Sunday, February 15, 2015


Chronic illness and aging erode identity. We can't do a lot of what we used to do and we can't be who we used to be in relationships with others. We find ourselves grieving for who we used to be. The only way out is to go through that grieving process. It's like we lost someone we love, but that someone is us and part of us is still here grieving. Once we recognize that we are grieving, we have taken the first step to healing.

Sunday, February 8, 2015

Invisible Chronic Illness at Church Today


I am a church musician. I always hang out before and after services to talk with parishioners. After over eight years in this parish, there are lots of people I care about. There are also new people and medium new people. Today I was talking with a lady who uses a walker. I only know her a little bit. She asked what else I do besides work at the church. I gave her the run down and told her that I write. "What do you write about?" she asked. "Chronic illness," I responded. She said, with just a tad bit of arrogance, "What on earth do you know about chronic illness?" I smiled and took a deep breath, "Well, I have systemic lupus erythematosus with major organ involvement. Of course you can't see that by looking at me. I have had kidney failure, bone marrow failure, congestive heart failure, cerebritis and was given up for dead when I was 51. After 4 years on disability I crawled back to the work force. That's when I came here." She sat in stunned silence. That's OK.

I an see her disability because she uses a walker. She cannot see my disability because it is totally inside. Regardless, please know that 1 in 3 Americans have a chronic illness and that most of these illnesses are invisible. Other people do not know about our invisible illnesses and our invisible struggles. We don't know about theirs. But if you put three random folks in a room, one would have an invisible chronic illness.

We are only alone if we don't talk to one another. You think no one understands. He or she thinks no one understands. If you held hands your isolation would be over, at least a little bit.

Michael Finnegan Begin Again


There was a man named Michael Finnegan
He had whiskers on his chinnegan
Wind blew them off but they grew in again
Poor old Michael Finnegan
Begin again

Several women friends in my life are recreating themselves right now. Some are beginning again because they want to. Others are beginning again because of changes that are beyond their control. One is a teacher who is going to run for political office. One is a professor on medical leave. One is an empty-nester in search of both a job and a new vocation. One is a lawyer who wants to move into the non profit arena. Then there's me.

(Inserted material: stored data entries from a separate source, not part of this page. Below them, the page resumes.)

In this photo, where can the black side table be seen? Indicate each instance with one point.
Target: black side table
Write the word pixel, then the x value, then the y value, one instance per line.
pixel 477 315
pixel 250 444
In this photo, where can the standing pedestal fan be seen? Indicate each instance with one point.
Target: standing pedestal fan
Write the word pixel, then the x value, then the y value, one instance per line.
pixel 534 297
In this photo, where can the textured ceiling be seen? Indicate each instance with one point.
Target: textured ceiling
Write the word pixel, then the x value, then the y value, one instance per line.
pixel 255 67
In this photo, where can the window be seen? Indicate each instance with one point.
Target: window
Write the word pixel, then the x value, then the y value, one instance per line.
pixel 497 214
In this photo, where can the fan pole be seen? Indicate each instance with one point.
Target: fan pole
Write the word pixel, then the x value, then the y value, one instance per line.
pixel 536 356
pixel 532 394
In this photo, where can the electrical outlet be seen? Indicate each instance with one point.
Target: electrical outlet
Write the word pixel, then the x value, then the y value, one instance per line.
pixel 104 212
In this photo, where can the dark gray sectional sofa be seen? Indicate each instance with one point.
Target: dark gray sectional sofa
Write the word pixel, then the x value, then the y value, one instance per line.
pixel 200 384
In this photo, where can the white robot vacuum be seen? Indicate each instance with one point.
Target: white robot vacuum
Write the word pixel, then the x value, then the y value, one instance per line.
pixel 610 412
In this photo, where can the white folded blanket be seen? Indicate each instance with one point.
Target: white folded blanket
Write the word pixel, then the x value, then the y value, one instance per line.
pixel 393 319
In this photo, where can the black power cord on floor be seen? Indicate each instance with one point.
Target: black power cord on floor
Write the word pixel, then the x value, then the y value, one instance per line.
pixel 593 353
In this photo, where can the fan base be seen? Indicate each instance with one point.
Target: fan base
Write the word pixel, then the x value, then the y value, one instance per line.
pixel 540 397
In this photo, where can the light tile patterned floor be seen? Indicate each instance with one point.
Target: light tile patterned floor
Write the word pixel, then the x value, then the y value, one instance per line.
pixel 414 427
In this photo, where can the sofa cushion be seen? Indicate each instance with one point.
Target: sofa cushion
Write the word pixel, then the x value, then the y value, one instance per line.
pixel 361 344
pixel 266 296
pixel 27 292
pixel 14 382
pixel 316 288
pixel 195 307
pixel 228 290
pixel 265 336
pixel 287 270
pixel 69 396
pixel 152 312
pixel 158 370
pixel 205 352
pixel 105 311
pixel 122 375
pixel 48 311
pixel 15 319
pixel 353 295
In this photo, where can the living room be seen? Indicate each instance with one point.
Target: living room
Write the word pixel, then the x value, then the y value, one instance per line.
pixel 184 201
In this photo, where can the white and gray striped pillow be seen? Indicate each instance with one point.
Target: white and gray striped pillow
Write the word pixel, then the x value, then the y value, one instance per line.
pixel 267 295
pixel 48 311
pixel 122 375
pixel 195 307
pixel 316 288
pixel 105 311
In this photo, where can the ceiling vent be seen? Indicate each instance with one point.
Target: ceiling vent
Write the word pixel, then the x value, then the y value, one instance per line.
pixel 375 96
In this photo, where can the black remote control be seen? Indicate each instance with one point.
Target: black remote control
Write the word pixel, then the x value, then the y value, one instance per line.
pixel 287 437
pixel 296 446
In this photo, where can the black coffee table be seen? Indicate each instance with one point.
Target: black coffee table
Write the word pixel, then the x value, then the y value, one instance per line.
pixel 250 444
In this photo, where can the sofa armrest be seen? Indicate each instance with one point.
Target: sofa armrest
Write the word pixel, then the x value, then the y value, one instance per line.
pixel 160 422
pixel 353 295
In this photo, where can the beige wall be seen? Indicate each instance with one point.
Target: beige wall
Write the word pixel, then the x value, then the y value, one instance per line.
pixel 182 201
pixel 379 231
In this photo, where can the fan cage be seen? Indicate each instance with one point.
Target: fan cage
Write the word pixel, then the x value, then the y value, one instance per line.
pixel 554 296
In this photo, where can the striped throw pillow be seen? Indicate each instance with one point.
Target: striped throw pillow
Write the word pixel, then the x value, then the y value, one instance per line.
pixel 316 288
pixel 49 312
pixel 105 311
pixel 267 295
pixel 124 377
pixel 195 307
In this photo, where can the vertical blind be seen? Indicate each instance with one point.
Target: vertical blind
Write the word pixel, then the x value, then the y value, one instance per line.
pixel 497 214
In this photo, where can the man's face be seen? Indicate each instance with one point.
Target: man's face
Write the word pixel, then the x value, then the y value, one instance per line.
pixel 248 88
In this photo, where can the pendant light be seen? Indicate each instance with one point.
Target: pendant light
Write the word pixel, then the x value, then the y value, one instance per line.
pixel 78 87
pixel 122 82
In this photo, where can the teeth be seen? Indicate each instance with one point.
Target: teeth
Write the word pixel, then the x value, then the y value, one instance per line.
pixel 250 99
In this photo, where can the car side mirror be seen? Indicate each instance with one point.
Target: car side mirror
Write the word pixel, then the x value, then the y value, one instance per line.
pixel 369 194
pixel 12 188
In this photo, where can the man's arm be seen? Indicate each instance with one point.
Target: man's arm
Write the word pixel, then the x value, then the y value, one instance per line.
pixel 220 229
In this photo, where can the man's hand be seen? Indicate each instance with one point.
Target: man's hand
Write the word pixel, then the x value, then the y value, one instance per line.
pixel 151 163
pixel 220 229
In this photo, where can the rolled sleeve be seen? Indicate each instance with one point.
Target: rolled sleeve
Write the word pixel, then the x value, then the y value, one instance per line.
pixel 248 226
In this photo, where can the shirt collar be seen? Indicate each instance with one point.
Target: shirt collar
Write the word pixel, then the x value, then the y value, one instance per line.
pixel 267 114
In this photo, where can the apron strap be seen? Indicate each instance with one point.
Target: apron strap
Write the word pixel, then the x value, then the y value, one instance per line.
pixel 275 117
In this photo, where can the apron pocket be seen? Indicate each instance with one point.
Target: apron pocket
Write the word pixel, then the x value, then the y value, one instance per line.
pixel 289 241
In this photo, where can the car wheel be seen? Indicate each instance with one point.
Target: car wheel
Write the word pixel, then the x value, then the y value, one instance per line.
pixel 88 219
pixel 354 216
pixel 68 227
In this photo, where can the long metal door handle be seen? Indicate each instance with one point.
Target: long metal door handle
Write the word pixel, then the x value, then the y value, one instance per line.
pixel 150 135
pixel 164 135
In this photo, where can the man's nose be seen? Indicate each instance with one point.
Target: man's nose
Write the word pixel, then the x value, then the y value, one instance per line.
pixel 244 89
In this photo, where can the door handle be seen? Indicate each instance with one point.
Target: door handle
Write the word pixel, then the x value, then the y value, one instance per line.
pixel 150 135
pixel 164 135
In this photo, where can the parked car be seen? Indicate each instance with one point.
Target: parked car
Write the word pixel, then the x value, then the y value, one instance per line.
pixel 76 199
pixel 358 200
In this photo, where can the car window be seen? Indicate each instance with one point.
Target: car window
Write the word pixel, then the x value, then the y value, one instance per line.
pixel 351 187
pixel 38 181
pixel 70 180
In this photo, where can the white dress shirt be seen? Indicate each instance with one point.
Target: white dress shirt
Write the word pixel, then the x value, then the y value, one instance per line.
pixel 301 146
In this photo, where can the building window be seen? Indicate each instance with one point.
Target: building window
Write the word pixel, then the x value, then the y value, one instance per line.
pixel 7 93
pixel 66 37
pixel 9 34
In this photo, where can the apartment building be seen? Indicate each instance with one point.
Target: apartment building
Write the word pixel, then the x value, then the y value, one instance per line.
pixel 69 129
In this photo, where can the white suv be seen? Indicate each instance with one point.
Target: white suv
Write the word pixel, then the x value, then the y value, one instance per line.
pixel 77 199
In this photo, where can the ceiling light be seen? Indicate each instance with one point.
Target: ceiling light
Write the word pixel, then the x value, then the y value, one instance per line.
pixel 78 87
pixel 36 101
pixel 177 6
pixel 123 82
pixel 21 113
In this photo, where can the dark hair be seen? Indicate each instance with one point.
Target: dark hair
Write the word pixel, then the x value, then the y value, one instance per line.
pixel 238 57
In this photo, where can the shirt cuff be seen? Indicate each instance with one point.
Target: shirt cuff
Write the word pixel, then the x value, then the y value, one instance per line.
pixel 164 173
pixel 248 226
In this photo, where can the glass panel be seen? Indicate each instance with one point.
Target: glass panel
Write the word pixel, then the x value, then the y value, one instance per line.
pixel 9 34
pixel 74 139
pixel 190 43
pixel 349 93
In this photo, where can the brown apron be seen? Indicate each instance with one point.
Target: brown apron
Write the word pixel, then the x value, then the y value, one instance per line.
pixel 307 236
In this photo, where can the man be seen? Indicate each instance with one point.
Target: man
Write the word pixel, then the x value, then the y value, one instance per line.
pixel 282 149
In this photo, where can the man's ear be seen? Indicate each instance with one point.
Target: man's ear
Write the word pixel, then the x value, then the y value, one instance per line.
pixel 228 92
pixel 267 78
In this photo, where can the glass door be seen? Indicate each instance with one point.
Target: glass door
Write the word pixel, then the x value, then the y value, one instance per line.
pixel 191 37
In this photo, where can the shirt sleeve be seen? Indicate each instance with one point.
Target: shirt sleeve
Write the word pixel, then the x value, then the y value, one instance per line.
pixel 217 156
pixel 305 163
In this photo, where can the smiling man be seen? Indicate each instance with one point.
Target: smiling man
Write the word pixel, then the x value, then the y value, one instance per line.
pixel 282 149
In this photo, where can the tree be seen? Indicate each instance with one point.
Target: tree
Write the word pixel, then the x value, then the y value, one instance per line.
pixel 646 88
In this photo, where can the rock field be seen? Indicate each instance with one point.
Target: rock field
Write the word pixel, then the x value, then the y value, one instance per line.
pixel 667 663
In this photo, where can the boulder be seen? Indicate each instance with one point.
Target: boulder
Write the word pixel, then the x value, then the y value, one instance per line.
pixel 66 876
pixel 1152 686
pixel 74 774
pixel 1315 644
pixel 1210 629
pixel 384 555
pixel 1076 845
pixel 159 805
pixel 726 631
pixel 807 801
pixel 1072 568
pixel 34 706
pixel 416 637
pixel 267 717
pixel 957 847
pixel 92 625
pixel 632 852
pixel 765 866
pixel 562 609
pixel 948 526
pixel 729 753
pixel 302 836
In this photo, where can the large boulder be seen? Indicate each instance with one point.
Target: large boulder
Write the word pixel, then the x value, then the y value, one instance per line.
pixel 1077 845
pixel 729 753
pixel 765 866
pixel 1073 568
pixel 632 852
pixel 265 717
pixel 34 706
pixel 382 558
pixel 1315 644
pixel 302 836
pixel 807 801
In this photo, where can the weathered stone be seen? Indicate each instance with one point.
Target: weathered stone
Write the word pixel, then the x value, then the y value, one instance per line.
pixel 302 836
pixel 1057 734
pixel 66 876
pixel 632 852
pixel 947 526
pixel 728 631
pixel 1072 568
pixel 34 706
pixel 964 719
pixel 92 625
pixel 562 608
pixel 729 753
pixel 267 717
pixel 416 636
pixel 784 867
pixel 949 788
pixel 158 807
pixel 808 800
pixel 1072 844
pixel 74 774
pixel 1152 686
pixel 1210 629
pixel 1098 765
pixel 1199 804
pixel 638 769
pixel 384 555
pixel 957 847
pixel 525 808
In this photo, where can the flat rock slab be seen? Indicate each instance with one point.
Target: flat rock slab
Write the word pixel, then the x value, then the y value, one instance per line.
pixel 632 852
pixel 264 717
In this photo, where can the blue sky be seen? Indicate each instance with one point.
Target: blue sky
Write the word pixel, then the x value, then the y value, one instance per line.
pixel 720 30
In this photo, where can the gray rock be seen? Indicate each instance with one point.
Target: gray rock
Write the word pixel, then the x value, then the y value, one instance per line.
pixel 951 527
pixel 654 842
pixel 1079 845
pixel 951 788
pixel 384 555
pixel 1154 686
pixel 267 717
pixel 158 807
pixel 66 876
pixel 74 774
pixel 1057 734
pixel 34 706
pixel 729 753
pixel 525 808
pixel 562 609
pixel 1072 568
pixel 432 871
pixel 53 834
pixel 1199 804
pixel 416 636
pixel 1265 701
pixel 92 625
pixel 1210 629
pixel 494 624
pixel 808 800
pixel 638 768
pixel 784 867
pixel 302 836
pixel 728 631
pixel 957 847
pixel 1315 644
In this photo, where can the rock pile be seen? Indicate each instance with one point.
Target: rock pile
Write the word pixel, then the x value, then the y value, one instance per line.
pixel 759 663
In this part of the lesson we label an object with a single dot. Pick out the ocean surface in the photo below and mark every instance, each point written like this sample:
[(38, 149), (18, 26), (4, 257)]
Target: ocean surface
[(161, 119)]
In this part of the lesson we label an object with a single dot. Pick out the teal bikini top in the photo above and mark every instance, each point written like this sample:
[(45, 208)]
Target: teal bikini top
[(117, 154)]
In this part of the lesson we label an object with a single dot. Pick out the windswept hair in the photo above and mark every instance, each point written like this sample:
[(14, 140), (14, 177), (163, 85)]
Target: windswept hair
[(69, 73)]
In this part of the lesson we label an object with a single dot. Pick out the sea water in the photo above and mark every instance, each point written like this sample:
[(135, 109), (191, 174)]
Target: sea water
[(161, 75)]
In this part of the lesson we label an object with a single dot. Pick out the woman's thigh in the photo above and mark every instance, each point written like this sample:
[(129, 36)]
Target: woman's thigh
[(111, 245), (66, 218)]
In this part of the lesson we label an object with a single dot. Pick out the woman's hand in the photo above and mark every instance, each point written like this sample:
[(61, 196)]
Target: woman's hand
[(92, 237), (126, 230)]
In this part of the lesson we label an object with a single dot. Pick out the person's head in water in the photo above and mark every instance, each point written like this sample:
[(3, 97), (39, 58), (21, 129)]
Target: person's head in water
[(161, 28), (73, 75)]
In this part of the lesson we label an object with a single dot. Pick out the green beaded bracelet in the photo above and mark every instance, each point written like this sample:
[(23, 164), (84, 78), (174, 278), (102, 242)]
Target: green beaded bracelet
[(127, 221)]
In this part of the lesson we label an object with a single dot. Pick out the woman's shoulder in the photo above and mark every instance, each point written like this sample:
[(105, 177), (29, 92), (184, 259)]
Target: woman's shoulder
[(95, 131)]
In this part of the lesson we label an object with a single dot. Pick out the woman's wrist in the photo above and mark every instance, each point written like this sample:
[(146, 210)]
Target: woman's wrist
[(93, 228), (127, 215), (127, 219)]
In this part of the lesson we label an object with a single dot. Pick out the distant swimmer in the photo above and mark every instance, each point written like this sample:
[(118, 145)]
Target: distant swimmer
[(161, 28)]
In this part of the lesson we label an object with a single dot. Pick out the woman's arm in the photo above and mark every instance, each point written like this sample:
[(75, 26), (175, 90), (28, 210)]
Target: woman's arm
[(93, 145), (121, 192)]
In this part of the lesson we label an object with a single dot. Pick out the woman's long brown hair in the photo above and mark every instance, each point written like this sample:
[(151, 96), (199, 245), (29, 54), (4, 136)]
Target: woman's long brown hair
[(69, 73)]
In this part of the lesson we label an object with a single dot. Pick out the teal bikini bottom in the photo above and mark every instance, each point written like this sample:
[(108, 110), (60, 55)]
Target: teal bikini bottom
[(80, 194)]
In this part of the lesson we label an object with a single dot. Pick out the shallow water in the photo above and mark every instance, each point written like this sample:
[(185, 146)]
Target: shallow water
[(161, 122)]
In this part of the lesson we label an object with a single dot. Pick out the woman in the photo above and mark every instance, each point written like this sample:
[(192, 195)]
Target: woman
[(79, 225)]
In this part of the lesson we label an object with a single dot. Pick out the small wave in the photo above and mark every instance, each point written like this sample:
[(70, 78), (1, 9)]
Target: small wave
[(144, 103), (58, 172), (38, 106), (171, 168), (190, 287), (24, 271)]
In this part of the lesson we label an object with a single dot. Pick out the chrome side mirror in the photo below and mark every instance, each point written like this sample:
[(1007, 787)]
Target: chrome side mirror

I am two years from retirement. I am preparing to begin again. My work as a teacher, parish music director, and program director for the Lupus Foundation of Florida all bring me great joy. Some will stay after retirement, others will go. My vision for my life requires new skills. I have found myself more passionate about learning than I have been at any other time in my life.

When my "whiskers grow in again" maybe they will be hot pink, five mile orange, and neon green! One thing is certain, they won't be pastel!